Materials and methods

Sample collection

Clinically normal New Zealand white rabbit neonates five animals for each group were randomly collected from a farm of the Faculty of Agriculture, Assiut University, Egypt. Regardless of sex, animals were categorized into four different age groups at 1, 7, 15, and 30 postnatal days (PNDs). At PND30, the eyelids were fully opened, and the eye was functionally active. All methods in the present study were carried out in accordance with relevant guidelines and regulations. The Faculty of Veterinary Medicine National Ethical Committee, Assiut University, Egypt, has authorized all the steps in the present work. All methods were reported in accordance with the ARRIVE guidelines (https://arriveguidelines.org).

Tissue preparing

The animals from each group were anesthetized using sevoflurane (US Pharmacopeia) as an inhalational agent and were subsequently euthanized by exsanguination through the abdominal aorta. After euthanasia, the eyes and eyelids for each group were removed through enucleation and were immediately fixed in 10% neutral buffered formalin overnight at 4 °C. After washing, the fixed samples were dehydrated in ascending grades of ethanol, cleared in xylene, and impregnated with melted paraffin wax (Sigma-Aldrich, USA). Finally, paraffin blocks of the processed samples were prepared. The thin sections (5–6 µm thick) were cut using a Richert Leica RM 2125 Microtome, Germany, and mounted on glass slides. The sections were stained with Harris’s Hematoxylin, Eosin, (H&E), and Crossmon’s Trichrome18.

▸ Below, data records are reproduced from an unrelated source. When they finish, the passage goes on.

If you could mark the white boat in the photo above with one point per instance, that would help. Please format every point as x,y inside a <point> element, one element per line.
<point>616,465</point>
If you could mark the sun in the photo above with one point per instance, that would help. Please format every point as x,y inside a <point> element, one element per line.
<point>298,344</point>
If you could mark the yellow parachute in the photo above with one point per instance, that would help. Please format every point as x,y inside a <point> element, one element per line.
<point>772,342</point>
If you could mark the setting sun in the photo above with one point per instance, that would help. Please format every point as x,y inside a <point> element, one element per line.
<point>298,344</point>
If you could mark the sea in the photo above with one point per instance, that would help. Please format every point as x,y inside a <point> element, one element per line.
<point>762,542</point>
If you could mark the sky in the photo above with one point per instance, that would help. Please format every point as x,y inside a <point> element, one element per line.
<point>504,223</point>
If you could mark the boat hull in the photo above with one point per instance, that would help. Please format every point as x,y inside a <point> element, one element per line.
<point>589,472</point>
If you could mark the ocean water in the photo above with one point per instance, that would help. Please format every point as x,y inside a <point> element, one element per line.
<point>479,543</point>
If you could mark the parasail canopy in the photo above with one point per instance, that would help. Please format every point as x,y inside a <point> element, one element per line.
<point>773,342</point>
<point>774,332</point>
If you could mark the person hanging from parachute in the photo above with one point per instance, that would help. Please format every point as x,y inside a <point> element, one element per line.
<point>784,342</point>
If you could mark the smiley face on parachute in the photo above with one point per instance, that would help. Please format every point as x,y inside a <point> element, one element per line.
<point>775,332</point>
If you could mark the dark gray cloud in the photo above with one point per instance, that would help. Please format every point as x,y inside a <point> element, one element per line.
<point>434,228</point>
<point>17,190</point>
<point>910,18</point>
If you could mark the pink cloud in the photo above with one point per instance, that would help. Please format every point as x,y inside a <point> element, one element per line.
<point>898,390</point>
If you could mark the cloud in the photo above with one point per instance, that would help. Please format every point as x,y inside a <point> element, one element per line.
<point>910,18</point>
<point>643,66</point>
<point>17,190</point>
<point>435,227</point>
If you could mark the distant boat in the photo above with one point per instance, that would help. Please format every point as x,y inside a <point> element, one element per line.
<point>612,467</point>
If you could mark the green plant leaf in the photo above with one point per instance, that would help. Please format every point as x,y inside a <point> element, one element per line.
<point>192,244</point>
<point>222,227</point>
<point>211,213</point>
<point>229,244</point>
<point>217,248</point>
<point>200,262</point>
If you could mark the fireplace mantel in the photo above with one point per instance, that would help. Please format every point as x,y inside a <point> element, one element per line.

Histomorphometric measurements

The limbus epithelium’s and stroma’s thicknesses were estimated using ImageJ version 1.48 software. The parameters were measured using five non-overlapping fields from four different sections of each animal.

Statistical analysis

Data on the histomorphometric measurements were expressed as mean ± S.D. After that, measurements were statistically estimated via GraphPad Prism (version 5) (San Diego, California, USA) using one-way ANOVA with Tukey’s post hoc test. A P value of P < 0.05 was considered statistically significant.

Immunohistochemistry

The sections were deparaffinized with xylene, hydrated with a descending grade of ethanol, and then washed with 0.1-M PBS (3 × 10 min). Next, the antigen retrieval was conducted to decrease the masking of antigen epitopes, using 0.1-M sodium citrate buffer solution (pH = 6) for 7 min using a microwave (600 W). Subsequently, the sections were cooled to room temperature (RT) for 20 min and washed with PBS (pH 7.4) for 10 min. After blocking the endogenous peroxidase activity with 3% H2O2 in H2O for 30 min at RT, the sections were washed with PBS (3 × 5 min), then the sections were blocked with 10% normal donkey serum (NDS) + 0.2% Triton-X100/PBS for 2 h at RT. Subsequently, sections were incubated overnight at 4 °C with the following antibody mouse anti-cytokeratin 14 (LL001, Santa Cruz Biotechnology; 1:300). The sections were rinsed 3 × 10 min in 0.2% Triton-X 100/PBS and incubated with donkey antimouse IgG-B (Santa Cruz Biotechnology; 1:200) for 2 h at RT, followed by incubation with vectastain ABC (Avidin–Biotin complex) reagent for 45 min in a humid chamber at RT. Visualization of the reaction was conducted with DAB for 5–10 min. The sections were counterstained with Harris hematoxylin for 30 s. Finally, the sections were dehydrated in a graded series of ethanol, cleared with xylene, and covered with mounting media called DPX (Dibutyl phthalate Polystyrene Xylene). Immunohistochemical staining was evaluated using a Leitz Dialux 20 Microscope, and images were photographed using a Canon digital camera (Canon Powershot A95).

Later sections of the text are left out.